VW's Open Door to Whistleblowers Closes at the End of the Month

  • Employees must step forward with information by Nov. 30
  • VW amnesty offer doesn't rule out criminal proceedings

A Volkswagen dealership in Wolfsburg, Germany.

Photographer: Jochen Eckel/Bloomberg

Volkswagen AG wants its workers to be open about any cheating at the carmaker, as long as they talk by the end of the month.

In a bid to emerge from the emissions scandal, VW is offering amnesty to employees that reveal information to help investigations into manipulation. If they come forward by Nov. 30, they won’t be fired and won’t face damage claims from the automaker, according to a letter posted on Volkswagen’s corporate intranet and obtained by Bloomberg.
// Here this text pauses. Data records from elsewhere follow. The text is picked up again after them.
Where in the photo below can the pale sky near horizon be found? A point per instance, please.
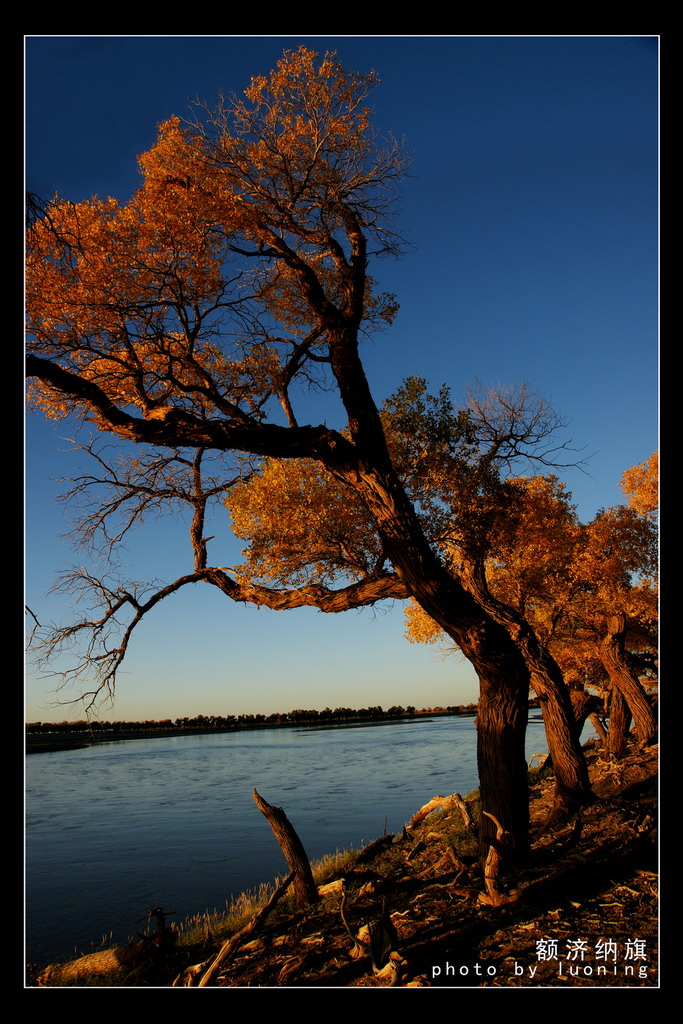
(531, 211)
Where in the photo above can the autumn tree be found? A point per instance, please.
(188, 322)
(589, 591)
(451, 463)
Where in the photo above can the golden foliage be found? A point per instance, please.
(219, 281)
(301, 525)
(641, 485)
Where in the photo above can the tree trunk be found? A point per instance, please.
(305, 889)
(623, 680)
(501, 725)
(572, 786)
(620, 722)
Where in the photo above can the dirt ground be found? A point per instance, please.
(583, 911)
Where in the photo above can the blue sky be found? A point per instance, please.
(531, 210)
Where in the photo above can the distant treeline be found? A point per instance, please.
(220, 723)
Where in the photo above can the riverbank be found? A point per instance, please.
(582, 912)
(43, 742)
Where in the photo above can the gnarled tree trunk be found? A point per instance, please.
(620, 723)
(625, 682)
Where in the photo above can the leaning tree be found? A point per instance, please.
(188, 320)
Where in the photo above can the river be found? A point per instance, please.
(117, 828)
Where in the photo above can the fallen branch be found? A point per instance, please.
(442, 802)
(304, 887)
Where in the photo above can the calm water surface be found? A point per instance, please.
(117, 828)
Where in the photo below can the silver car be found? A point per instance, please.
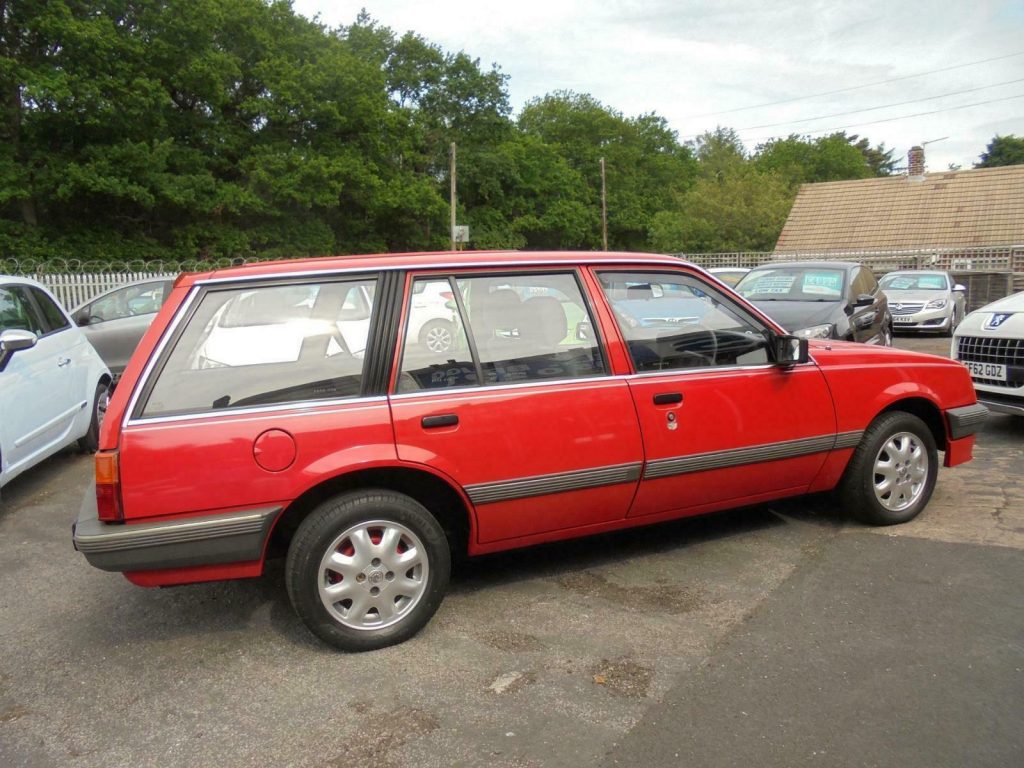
(116, 321)
(924, 300)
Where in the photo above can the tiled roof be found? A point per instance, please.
(983, 207)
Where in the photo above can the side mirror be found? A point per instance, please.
(791, 350)
(14, 341)
(864, 299)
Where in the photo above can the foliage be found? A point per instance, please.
(1003, 151)
(222, 129)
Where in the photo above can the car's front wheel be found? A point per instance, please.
(368, 569)
(892, 472)
(100, 399)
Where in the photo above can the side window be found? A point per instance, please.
(524, 328)
(274, 344)
(863, 282)
(53, 316)
(673, 322)
(128, 302)
(16, 311)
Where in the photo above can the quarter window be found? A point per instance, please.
(523, 328)
(254, 346)
(53, 316)
(16, 311)
(673, 322)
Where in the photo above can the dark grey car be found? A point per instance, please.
(821, 300)
(116, 321)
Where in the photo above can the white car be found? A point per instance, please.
(53, 386)
(990, 342)
(924, 300)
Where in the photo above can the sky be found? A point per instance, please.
(765, 69)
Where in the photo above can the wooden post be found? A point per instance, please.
(452, 203)
(604, 210)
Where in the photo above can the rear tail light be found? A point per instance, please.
(109, 486)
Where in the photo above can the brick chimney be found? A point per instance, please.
(915, 163)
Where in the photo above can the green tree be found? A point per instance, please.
(1003, 151)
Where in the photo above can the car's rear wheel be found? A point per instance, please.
(368, 569)
(100, 399)
(892, 472)
(437, 336)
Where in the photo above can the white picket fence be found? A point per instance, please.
(74, 289)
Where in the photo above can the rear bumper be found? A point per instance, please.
(966, 420)
(228, 538)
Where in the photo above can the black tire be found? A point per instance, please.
(385, 605)
(100, 398)
(899, 441)
(437, 336)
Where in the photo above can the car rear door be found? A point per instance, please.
(520, 410)
(722, 425)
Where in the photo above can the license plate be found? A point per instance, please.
(986, 371)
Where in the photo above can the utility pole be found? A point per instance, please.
(604, 210)
(452, 230)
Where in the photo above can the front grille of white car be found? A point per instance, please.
(906, 307)
(1009, 352)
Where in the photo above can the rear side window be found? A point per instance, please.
(522, 328)
(253, 346)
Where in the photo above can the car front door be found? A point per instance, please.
(520, 409)
(722, 425)
(867, 317)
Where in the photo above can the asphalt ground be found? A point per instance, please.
(779, 635)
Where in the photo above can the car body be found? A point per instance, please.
(553, 414)
(53, 386)
(115, 321)
(729, 274)
(990, 342)
(821, 300)
(925, 300)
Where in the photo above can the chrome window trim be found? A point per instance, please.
(583, 262)
(303, 406)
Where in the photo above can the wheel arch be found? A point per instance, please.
(925, 410)
(437, 495)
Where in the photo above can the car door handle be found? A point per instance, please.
(668, 398)
(442, 420)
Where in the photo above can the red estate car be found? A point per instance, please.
(291, 408)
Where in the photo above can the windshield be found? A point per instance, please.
(792, 284)
(912, 282)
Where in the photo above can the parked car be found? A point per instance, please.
(729, 274)
(990, 342)
(555, 413)
(53, 386)
(924, 300)
(115, 321)
(821, 300)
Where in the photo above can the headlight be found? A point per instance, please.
(816, 332)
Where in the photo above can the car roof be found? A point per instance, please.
(166, 279)
(16, 279)
(433, 260)
(812, 264)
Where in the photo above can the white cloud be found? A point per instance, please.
(697, 62)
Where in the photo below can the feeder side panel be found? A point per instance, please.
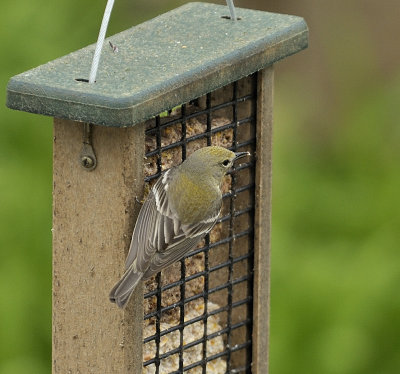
(262, 222)
(93, 217)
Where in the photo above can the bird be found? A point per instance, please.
(181, 208)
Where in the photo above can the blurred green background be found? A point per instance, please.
(336, 190)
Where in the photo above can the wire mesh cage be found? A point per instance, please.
(198, 312)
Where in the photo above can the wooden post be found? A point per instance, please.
(262, 221)
(93, 217)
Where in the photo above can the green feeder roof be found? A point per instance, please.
(160, 64)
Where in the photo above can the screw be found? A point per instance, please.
(87, 162)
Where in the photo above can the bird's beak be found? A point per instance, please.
(240, 155)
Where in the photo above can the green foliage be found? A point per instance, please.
(336, 202)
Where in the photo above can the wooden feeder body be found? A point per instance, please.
(214, 79)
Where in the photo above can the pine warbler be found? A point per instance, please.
(182, 207)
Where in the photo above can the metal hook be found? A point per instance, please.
(87, 157)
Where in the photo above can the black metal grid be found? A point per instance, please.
(228, 289)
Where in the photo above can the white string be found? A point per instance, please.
(100, 41)
(232, 9)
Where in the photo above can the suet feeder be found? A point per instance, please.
(186, 79)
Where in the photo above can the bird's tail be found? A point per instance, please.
(122, 291)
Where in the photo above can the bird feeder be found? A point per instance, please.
(189, 78)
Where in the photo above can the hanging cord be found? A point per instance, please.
(100, 41)
(232, 9)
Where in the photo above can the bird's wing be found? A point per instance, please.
(145, 234)
(159, 238)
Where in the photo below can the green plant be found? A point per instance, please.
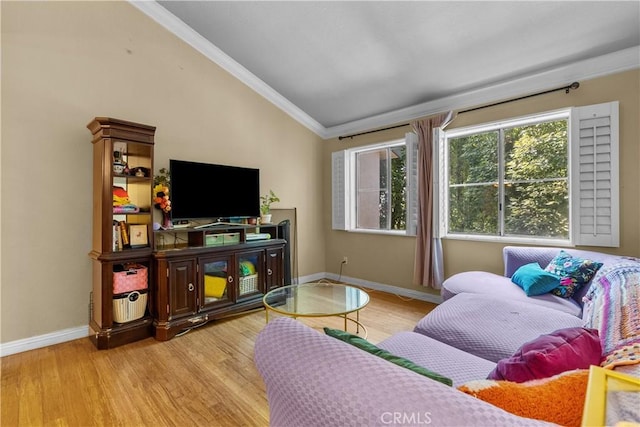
(265, 202)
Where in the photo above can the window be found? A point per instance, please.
(374, 187)
(551, 176)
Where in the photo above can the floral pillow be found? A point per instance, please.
(573, 271)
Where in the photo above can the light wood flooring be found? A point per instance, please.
(203, 378)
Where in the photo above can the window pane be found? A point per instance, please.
(381, 189)
(537, 209)
(473, 158)
(398, 188)
(536, 193)
(473, 209)
(371, 192)
(473, 179)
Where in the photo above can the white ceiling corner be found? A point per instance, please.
(377, 30)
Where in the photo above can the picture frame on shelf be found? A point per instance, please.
(138, 236)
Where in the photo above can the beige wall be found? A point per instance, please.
(389, 260)
(64, 63)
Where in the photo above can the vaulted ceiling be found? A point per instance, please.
(340, 67)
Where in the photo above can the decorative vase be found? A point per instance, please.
(166, 220)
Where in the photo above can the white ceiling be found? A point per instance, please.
(340, 67)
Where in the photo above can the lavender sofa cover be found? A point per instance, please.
(491, 328)
(501, 287)
(315, 380)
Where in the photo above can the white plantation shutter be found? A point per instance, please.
(439, 179)
(594, 175)
(411, 139)
(339, 190)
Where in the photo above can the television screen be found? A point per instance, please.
(210, 191)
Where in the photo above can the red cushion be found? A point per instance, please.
(548, 355)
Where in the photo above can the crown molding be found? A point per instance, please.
(600, 66)
(176, 26)
(612, 63)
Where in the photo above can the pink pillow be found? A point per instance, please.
(548, 355)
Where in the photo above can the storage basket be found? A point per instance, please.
(248, 284)
(133, 278)
(129, 306)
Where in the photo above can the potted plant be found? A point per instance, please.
(265, 206)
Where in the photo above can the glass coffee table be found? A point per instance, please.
(318, 300)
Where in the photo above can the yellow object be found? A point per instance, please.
(214, 286)
(601, 382)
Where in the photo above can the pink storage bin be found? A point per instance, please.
(134, 278)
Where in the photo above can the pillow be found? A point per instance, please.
(573, 271)
(365, 345)
(534, 280)
(559, 399)
(548, 355)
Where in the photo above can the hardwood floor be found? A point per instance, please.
(205, 377)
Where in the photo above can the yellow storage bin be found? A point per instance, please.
(214, 286)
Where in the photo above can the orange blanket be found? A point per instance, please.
(558, 399)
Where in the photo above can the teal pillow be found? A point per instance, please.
(573, 271)
(365, 345)
(534, 280)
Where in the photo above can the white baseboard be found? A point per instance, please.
(45, 340)
(71, 334)
(409, 293)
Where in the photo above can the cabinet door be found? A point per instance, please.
(216, 282)
(274, 274)
(182, 288)
(250, 267)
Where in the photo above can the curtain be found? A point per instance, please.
(428, 265)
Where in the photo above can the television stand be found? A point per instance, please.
(212, 224)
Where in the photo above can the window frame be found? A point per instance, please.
(344, 191)
(576, 159)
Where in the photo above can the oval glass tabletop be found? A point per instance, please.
(316, 299)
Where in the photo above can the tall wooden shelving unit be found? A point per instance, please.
(133, 143)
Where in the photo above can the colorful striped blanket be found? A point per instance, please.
(612, 306)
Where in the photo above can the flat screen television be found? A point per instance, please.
(211, 191)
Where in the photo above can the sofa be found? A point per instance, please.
(313, 379)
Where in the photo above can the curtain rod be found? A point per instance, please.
(574, 86)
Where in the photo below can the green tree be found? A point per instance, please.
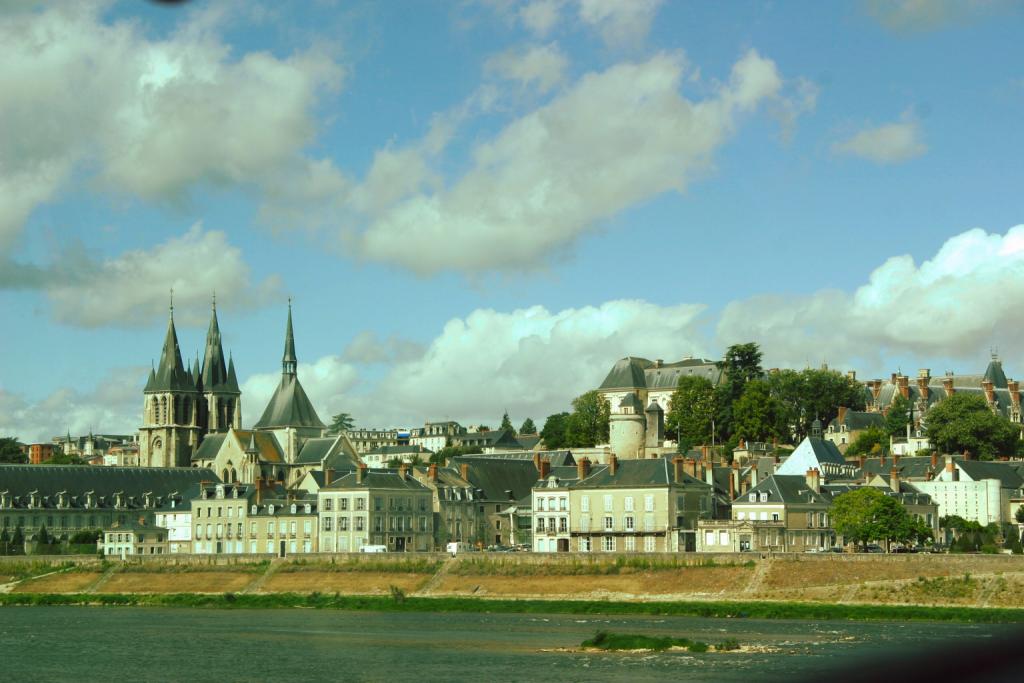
(814, 393)
(741, 364)
(588, 425)
(340, 423)
(10, 451)
(757, 416)
(554, 432)
(866, 514)
(898, 417)
(691, 412)
(871, 440)
(964, 422)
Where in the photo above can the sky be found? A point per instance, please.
(477, 206)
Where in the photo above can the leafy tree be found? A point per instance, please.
(17, 542)
(866, 514)
(964, 422)
(758, 416)
(554, 432)
(10, 451)
(898, 417)
(814, 393)
(588, 425)
(340, 423)
(740, 365)
(691, 412)
(871, 440)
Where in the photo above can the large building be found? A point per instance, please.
(181, 406)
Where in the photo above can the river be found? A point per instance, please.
(197, 645)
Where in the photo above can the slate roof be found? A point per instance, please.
(634, 474)
(810, 454)
(48, 480)
(636, 373)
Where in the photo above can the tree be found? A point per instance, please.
(758, 416)
(554, 432)
(866, 514)
(341, 422)
(873, 439)
(964, 422)
(10, 451)
(814, 393)
(898, 417)
(740, 365)
(588, 425)
(691, 412)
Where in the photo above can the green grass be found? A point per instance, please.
(792, 610)
(624, 564)
(603, 640)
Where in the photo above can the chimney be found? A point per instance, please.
(989, 390)
(583, 468)
(814, 480)
(904, 385)
(677, 469)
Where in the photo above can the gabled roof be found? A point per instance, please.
(811, 454)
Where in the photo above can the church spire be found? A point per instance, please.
(289, 361)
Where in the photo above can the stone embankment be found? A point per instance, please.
(983, 581)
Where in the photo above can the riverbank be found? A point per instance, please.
(401, 603)
(978, 582)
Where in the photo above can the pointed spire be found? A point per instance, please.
(289, 361)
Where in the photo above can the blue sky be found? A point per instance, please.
(479, 206)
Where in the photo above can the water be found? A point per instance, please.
(197, 645)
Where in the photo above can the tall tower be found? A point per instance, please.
(170, 432)
(221, 404)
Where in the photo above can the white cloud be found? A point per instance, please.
(613, 139)
(930, 14)
(956, 304)
(134, 287)
(113, 408)
(541, 16)
(543, 65)
(620, 23)
(889, 143)
(147, 117)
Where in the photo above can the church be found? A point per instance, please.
(193, 418)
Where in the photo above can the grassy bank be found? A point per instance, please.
(399, 602)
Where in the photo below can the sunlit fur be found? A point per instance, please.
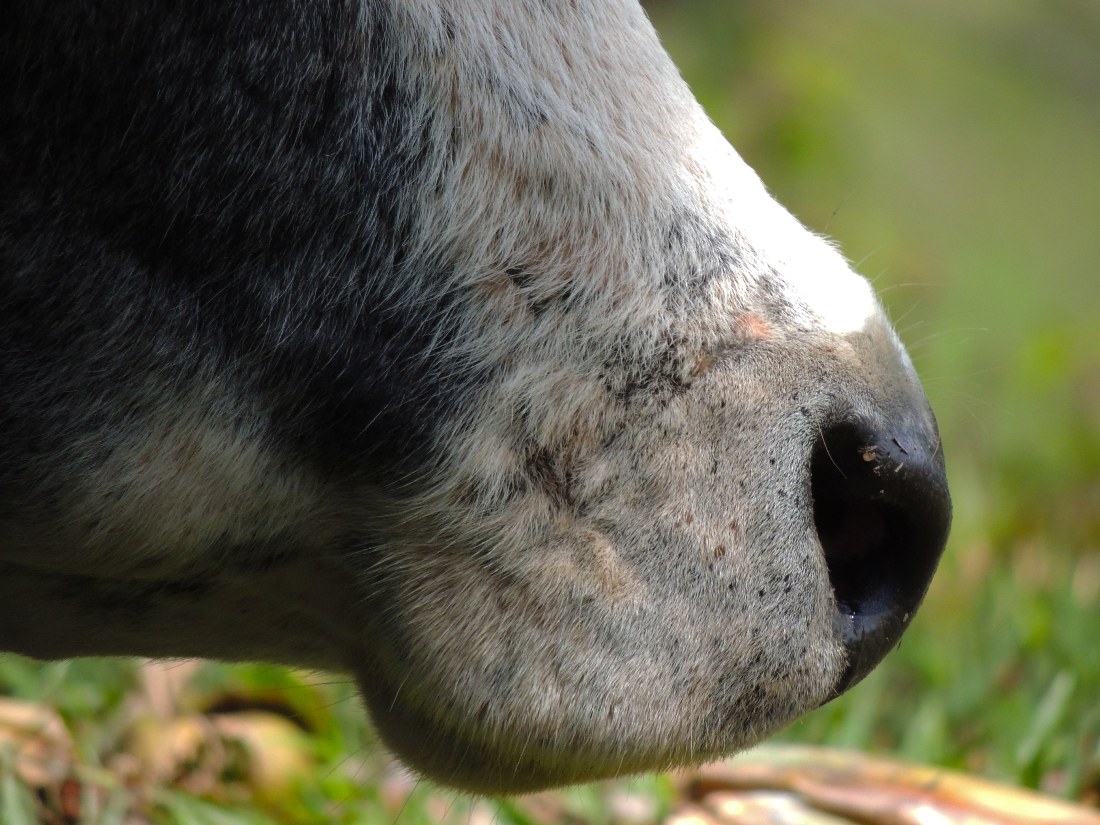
(507, 411)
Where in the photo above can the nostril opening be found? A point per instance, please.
(881, 513)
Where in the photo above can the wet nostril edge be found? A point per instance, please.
(882, 512)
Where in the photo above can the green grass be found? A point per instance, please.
(953, 150)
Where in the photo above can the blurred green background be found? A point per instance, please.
(954, 151)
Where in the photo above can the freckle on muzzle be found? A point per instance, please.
(882, 514)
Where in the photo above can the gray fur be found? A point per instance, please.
(444, 343)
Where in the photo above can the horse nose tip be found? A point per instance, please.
(882, 513)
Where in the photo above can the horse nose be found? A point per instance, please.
(882, 513)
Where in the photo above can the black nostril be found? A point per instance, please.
(882, 513)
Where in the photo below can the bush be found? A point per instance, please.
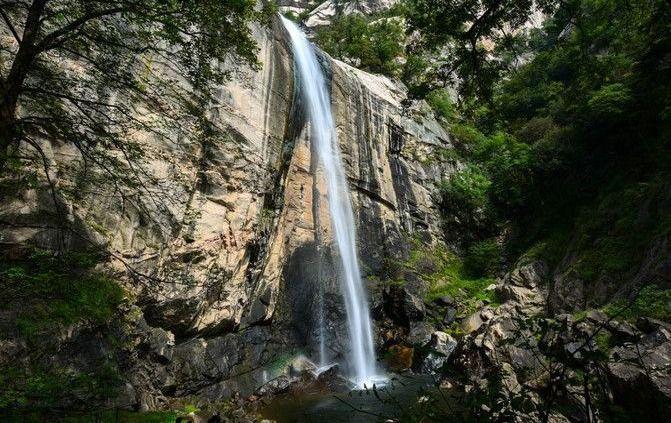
(442, 104)
(372, 45)
(41, 295)
(483, 259)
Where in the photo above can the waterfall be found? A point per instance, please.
(323, 135)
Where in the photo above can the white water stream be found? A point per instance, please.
(323, 135)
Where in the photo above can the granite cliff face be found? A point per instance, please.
(224, 247)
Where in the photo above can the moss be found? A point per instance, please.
(50, 291)
(42, 294)
(446, 275)
(651, 301)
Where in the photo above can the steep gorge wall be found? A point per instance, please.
(225, 247)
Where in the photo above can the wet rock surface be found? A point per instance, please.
(222, 250)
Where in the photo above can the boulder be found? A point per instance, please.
(400, 357)
(420, 333)
(440, 347)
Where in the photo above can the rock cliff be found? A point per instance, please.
(224, 247)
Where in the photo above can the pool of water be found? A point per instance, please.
(402, 395)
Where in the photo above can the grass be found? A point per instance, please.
(98, 416)
(446, 275)
(50, 291)
(40, 296)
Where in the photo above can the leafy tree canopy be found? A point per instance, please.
(93, 73)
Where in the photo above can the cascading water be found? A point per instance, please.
(324, 136)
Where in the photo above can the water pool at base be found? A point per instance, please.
(402, 394)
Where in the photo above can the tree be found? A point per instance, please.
(371, 43)
(465, 31)
(95, 72)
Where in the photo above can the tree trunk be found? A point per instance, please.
(13, 85)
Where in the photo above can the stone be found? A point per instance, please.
(420, 333)
(624, 331)
(275, 386)
(450, 314)
(640, 374)
(472, 322)
(225, 236)
(597, 316)
(648, 324)
(400, 357)
(414, 307)
(444, 301)
(161, 344)
(439, 348)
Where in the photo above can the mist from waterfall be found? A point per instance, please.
(323, 135)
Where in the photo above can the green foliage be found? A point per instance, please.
(54, 291)
(442, 104)
(465, 204)
(650, 301)
(459, 33)
(483, 258)
(95, 74)
(370, 43)
(446, 275)
(42, 295)
(573, 144)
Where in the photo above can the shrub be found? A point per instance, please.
(483, 258)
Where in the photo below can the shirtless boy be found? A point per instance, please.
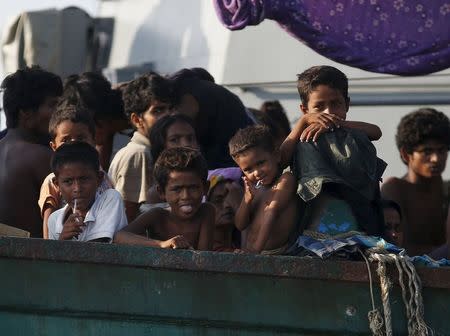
(269, 209)
(181, 177)
(423, 139)
(29, 99)
(325, 102)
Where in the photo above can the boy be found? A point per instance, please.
(87, 216)
(269, 209)
(225, 193)
(325, 102)
(423, 139)
(69, 123)
(181, 177)
(29, 99)
(339, 175)
(146, 99)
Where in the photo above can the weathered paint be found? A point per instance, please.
(71, 288)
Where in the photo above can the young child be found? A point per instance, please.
(30, 96)
(392, 222)
(339, 175)
(94, 91)
(173, 130)
(225, 193)
(423, 139)
(325, 102)
(181, 177)
(269, 209)
(146, 99)
(69, 123)
(87, 216)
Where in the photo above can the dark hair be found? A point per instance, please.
(308, 80)
(158, 132)
(421, 125)
(139, 93)
(27, 89)
(250, 137)
(389, 204)
(179, 159)
(94, 91)
(273, 116)
(76, 113)
(75, 152)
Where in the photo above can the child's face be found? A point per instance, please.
(78, 181)
(181, 134)
(325, 99)
(145, 122)
(258, 164)
(428, 160)
(70, 131)
(392, 226)
(184, 192)
(226, 197)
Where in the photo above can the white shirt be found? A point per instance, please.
(105, 217)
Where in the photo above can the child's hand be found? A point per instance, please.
(249, 192)
(72, 227)
(312, 132)
(326, 120)
(177, 242)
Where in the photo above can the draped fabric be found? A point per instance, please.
(402, 37)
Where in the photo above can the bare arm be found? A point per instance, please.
(206, 236)
(47, 212)
(282, 195)
(242, 217)
(371, 130)
(315, 123)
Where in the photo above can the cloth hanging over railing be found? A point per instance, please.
(402, 37)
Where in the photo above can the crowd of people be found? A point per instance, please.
(201, 171)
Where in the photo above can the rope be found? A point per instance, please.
(374, 316)
(412, 295)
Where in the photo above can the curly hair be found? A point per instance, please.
(27, 89)
(179, 159)
(158, 132)
(75, 152)
(420, 126)
(251, 137)
(308, 80)
(139, 93)
(76, 113)
(94, 91)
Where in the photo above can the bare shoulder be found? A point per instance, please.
(285, 182)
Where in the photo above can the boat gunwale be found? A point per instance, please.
(200, 261)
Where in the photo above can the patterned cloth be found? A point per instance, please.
(402, 37)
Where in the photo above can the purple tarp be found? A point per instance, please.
(403, 37)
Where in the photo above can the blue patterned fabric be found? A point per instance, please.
(403, 37)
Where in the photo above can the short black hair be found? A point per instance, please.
(27, 89)
(158, 132)
(251, 137)
(93, 90)
(73, 112)
(75, 152)
(140, 93)
(308, 80)
(420, 126)
(179, 159)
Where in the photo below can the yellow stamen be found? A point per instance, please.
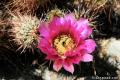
(63, 43)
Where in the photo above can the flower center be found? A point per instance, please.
(63, 43)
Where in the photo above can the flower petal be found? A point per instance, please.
(57, 65)
(70, 18)
(82, 27)
(44, 30)
(89, 45)
(68, 67)
(87, 58)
“In this process, every single day counts,” Herbert Diess, head of the VW brand, said in the letter. “We are counting on your cooperation and knowledge as our company’s employees to get to the bottom of the diesel and CO2 issue.”

Volkswagen employees helped the Wolfsburg, Germany-based company uncover inconsistencies in carbon-dioxide emissions in 800,000 cars last week. That added to the 11 million vehicles with diesel engines rigged to fool regulatory tests. The latest admission created new uncertainty about the extent of cheating at the company, which has provided few details.

Chief Executive Officer Matthias Mueller, who was appointed in the wake of the scandal, said when taking his post in September that his most urgent task is to win back trust “by leaving no stone unturned.” Last week, he said the company “will stop at nothing and nobody” to get to the truth.

The whistleblowers amnesty is valid for staff covered by the manufacturer’s collective-bargaining agreements. The company said that criminal proceedings can’t be ruled out, depending on the findings, and that employees could be transferred or given other responsibilities. Volkswagen declined to comment on internal policy.

The deadline for internal informers was reported late Wednesday in Sueddeutsche Zeitung.